Based on our and other study results the ISAR the ISAR score thus has a predictive value with regard to postoperative mobility.
Influence of the ISAR-Score on Place of Discharge
Patients with a higher ISAR-Score had to be transferred on discharge to a facility that offered more nursing care. Patients with a positive ISAR-Score had an increased risk of being discharged to a nursing home (OR 8.25). (Table 3) After the hip fracture only slightly more patients lived in a nursing home (26.4% vs 24.0%). Gronewald et al showed that patients with a positive ISAR-Score and an abnormal CGA were transported to another hospital and a nursing home more often compared to a negative ISAR-Score. These results were not significant.9
The ISAR-Score seems to capture the patients’ need for care appropriately and acts as a predictor for the place of discharge.
Influence of the ISAR-Score on Mortality
Patients that died during hospitalization presented a higher ISAR-Score (deceased: 4 survivors 3). Patients with an ISAR-Score ≥2 had an increased risk of dying during inpatient treatment (OR 3.45). (Table 3) Similar results were shown by Di Bari et al in their cohort study examining the ISAR-Score (cutoff ≥ 2). ISAR-positive participants had an odds ratio of 5.23 (95% confidence interval 2.27–12.04) of dying.15 According to the literature certain comorbidities,22,24,25 male sex,24 time to surgery (> 2 days/< 2 days),25 advanced age,24 institutionalization,24,25 dementia24 and presence of vision disorders are linked with an increased mortality after hip fractures. Dementia and vision disorders are represented in the ISAR-Score as well.
The ISAR score shows predictive power for in-hospital mortality.
Strengths and Limitations of the Study
Limiting factors of this study are that not all items were collected from all patients. Unfortunately, this is common in registry data. Results become significant though they are only slightly different from each other and differences are not always relevant for patients. Instead of relying on p-values, the strength of relation between outcome and risk factor were therefore here examined by odds ratios.
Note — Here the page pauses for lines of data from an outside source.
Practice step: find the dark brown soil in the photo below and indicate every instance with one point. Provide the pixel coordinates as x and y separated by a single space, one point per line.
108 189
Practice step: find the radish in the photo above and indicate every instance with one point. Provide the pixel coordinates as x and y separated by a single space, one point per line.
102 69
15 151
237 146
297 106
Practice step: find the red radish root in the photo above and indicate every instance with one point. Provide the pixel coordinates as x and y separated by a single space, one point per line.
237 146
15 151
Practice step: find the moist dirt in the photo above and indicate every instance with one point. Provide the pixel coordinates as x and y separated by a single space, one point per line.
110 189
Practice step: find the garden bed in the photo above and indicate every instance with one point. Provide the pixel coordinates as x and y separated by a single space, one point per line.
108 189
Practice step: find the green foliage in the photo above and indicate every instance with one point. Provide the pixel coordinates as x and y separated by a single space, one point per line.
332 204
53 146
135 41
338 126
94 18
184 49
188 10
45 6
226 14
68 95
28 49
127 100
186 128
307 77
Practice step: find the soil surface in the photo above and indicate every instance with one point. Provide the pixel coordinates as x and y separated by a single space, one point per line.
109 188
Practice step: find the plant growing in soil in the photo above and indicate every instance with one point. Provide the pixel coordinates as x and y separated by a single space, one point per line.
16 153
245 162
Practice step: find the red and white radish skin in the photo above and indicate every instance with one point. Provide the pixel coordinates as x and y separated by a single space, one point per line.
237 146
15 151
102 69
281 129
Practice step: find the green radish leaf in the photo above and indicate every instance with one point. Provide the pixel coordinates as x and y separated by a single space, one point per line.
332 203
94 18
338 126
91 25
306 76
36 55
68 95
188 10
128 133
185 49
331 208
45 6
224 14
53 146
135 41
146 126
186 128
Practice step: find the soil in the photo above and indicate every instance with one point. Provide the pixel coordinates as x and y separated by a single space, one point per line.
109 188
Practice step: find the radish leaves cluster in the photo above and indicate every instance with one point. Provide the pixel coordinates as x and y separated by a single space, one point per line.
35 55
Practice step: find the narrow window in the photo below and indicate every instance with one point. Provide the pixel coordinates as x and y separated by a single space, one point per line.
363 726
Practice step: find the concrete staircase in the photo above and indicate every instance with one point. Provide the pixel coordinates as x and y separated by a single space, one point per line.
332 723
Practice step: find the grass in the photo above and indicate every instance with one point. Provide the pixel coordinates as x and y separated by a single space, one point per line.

Nevertheless, strengths of this study are the high number of participants and the high congruence of surgical and inpatient treatment of these patients. This makes the present collective a very uniform one and reduces the multiple confounding factors that make the evaluation of such treatment data difficult. Patients from multiple centers all over Germany and Switzerland were included in this study.
We cannot change anything about the frailty of those patients, but we can improve the framework of the treatment to provide these patients the best possible therapy. They have to be treated with an increased level of care in a multidisciplinary setting to improve their outcomes. One element in this treatment is the earliest possible identification of patients at risk. For this purpose, we need reliable screening tools for identifying patients at risk. In the case of mobility, place of discharge and mortality the ISAR-Score seems to identify the frail patients reliably in a collective of geriatric trauma patients.
The protocol for the research project has been approved by the Ethics committee of Philipps University Marburg (Ethical Approval Code: AZ 46/16; date: 5 April 2018).
The authors report no conflicts of interest in this work.